Alex Rodriguez stated yesterday that will be speaking with federal investigators regarding Dr. Tony Galea, a doctor connected to HGH who has ties to A-Rod’s rehab doctor. Of course, this set off a firestorm among some Yankees columnists, despite the fact that Bud Selig has noted that he does not believe there in anything to worry about for the sport in reference to Dr. Galea. Of course, Jose Reyes and Carlos Beltran will be speaking to investigators as well, but the NY media did not see an opportunity for sanctimony in regard to those players. Let’s look at the worst overreaction, from Ian O’Connor, who famously penned a column last spring advocating that the Yankees dump Alex Rodriguez:
So yes, technically, this is about someone else. It’s about Galea. It’s about a doctor who reportedly used HGH for years and yet still found his way into the inner sanctums of megastars the likes of Tiger Woods.
But no, realistically, this isn’t about someone else. It’s about Alex Rodriguez. It’s about a once-in-a-generation ballplayer who cheated the game, cheated the fans and cheated himself, and who now is discovering that even a World Series ring and ticker-tape parade can’t absolve him of his not-so-venial steroid sins.
Investigators want to know if Rodriguez went back to playing boli-ball.
You would be hard pressed to find a more hyperbolic bit of text than the one cited above. A number of players have been questioned, and more are likely to be approached. If A-Rod had wished, he could have refused to speak with the investigators. Instead, he is being open about his connection to Galea, and has stated on a number of occasions that he has nothing to do with this and will simply be discussing “someone else.” While it is possible that A-Rod comes out of this entire situation looking bad, we have absolutely zero evidence at this point by which to make any sort of determination.

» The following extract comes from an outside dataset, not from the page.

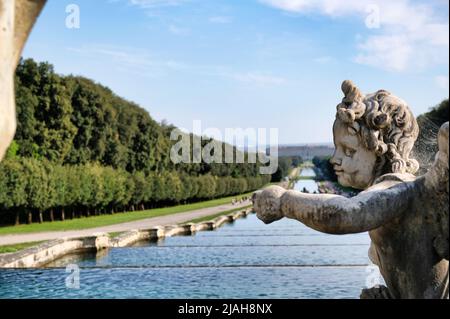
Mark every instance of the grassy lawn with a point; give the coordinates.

O’Connor is simply taking the opportunity provided by a story that places HGH and A-Rod in the same paragraph to throw some more barbs at Alex. For O’Connor to try and turn this into another steroid frenzy about A-Rod when he is simply one of many players who have had some incidental contact with Galea is irresponsible. Of course, it is hard to expect much journalistic integrity from a scribe who allowed his anti-ARod column from last year to be removed from the internet due to its embarrassing lack of perspective.
This is the sober moral of the Alex Rodriguez story. His presumption of game-day innocence is much like a baseball hit way out of the park.
He’s never getting it back.
The same could be said of any modicum of respectability and credibility that O’Connor had after the A-Rod column fiasco of 2009. After this disaster, he’s never getting it back.